The RPM is vital to all church members and visitors attending any of the five services. Without adequate coverage, the parking lot will not function as smoothly, efficiently and as safely as it should. The traffic controllers and parking attendants ensure that pedestrians are not in danger and each car entering and exiting out of the lot does so in a timely and organized manner.
Serving Jesus and the Church
The Parking Ministry chilling on a beautiful San Diego Sunday
Although their goal of safety is their primary focus, the RPM never forgets the true reason for their mission-serving in the name of Christ.

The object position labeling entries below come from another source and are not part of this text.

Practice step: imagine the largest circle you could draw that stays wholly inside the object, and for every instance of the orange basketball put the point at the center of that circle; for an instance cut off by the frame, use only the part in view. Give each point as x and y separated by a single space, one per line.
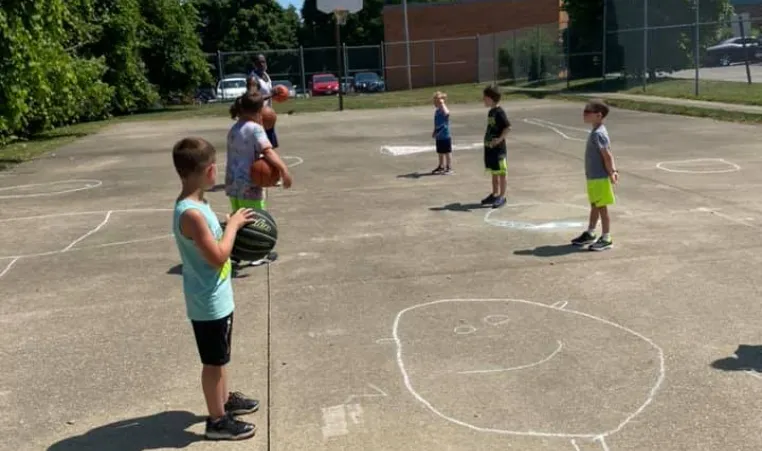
268 118
280 93
264 174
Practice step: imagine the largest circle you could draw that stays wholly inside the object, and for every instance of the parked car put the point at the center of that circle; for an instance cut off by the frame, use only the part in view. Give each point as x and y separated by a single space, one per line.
231 88
324 84
291 88
347 85
732 51
369 82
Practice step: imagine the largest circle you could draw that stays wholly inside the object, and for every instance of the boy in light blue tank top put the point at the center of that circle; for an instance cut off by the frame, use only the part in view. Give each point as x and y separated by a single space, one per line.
441 135
205 253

"We really are trying to serve Jesus and the church. I can tell you that since I started serving, God has blessed me beyond measure," says Brad Purvis, AM Lay Leader. "I don't want anyone coming into the Rock and having a bad experience. In this ministry, we are the first people visitors see when they come to church. I try to be a shinning light in the parking lot."
Purvis' position is in the street, directing traffic from Ruffin Road. Through serving in the RPM he has experienced a deepening camaraderie with his team members, something that could only have been developed, he says, through joining together as a cohesive unit with one purpose and one mind.

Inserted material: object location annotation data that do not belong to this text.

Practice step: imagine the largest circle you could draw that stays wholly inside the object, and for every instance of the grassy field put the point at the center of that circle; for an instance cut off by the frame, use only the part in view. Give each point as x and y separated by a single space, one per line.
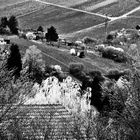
116 9
69 2
4 3
137 13
56 56
100 32
21 8
64 20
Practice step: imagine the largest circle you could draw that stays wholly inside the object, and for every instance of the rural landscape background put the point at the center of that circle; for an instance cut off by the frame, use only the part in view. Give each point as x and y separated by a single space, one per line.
69 69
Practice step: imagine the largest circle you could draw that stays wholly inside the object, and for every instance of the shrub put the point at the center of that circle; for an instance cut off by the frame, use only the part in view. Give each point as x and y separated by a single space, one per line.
33 63
13 25
89 40
75 68
14 60
114 74
114 55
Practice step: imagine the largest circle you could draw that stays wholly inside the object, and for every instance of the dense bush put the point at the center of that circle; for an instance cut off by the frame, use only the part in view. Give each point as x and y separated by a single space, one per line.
114 55
33 64
14 60
89 40
75 68
51 34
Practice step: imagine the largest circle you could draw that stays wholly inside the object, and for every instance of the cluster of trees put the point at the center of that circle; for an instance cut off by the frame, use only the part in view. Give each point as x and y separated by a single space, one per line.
121 106
51 34
11 24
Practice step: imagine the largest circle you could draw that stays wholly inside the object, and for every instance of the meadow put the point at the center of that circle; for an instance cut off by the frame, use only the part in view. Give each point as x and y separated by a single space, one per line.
64 20
20 8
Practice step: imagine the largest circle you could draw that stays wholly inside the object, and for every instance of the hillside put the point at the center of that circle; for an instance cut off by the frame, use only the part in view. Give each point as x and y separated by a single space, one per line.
62 57
129 22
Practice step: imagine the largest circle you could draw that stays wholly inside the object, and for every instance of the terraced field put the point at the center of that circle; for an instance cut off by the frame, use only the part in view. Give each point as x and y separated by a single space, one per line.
137 13
21 8
64 20
68 2
56 56
4 3
117 9
129 22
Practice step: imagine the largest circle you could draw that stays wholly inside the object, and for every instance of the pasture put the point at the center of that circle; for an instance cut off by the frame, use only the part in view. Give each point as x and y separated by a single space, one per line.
64 20
21 8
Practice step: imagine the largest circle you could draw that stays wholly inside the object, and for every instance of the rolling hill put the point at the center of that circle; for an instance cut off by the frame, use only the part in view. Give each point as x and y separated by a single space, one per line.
64 20
62 57
20 8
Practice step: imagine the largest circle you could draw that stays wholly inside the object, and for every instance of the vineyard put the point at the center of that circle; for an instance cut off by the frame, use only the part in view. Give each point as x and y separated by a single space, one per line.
21 8
64 20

The teams pray together before heading out to the front lines of the parking lot, asking for the Holy Spirit's protection of each person driving to any of the Rock's four services. Purvis says that if any of their team members are having a problem out on the street of parking lot, they will pray with each other right there on the spot.

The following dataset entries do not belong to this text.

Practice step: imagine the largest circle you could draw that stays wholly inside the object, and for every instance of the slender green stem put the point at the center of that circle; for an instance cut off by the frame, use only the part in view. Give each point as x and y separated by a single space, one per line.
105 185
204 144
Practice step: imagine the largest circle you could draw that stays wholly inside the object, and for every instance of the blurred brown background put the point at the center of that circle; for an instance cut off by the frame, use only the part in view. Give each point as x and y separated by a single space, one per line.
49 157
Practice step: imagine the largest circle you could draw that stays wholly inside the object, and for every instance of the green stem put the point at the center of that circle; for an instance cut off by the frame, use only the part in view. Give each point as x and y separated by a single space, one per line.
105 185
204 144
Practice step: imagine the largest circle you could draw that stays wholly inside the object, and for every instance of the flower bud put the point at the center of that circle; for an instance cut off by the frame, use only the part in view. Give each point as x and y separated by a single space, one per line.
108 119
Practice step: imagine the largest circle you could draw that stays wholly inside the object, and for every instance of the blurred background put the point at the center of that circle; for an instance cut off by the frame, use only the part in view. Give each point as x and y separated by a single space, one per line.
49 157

"It's during those times that brings tears to your eyes," says Terenzoni who has witnessed this firsthand. "You're out there with people who really want to serve the Lord."
"And there have been times that I've been totally blessed in helping people find closer spots to park. It makes it worth it to help people and see them happy. By communicating to others over the walkie-talkie, we can accommodate those with special needs and meet the requests of congregation members."
Terenzoni recounts a story of an SUV packed with young women who arrived late for one of the services. Knowing that they had a few handicap parking spots still available, he reassured the passengers that they would still be able to make it in time for the beginning of the church service.
He remembered the smiles on their faces. "They were so relieved!"
There's more to the RPM than parking
Behind the scenes of the parking lot, there are other RPM members that are making sure the functions of the RPM go smoothly. As a core ministry of the Rock, there are dozens of ways to get plugged in. Positions such as prayer coordinators, helps directors, equipment technicians, league coordinators, and special events directors are just a few areas in this ministry that don't require wearing a yellow vest.
Many who can't serve in the parking lot now have the opportunity to participate in other arenas. For instance, the RPM will soon be starting up a softball league, bowling league, and a Hope Prayer Ministry with teleconferencing for those unavailable to meet in person. The purpose of these smaller ministries is to reach out to the community and function as an evangelical outreach.
It's all part of the Rock's mission to save, equip, and send out soul-winners.
"The RPM is not a passive ministry. It's dynamic. We're very pro-active," says Terenzoni. "The people who are serving in the parking ministry are deep believers."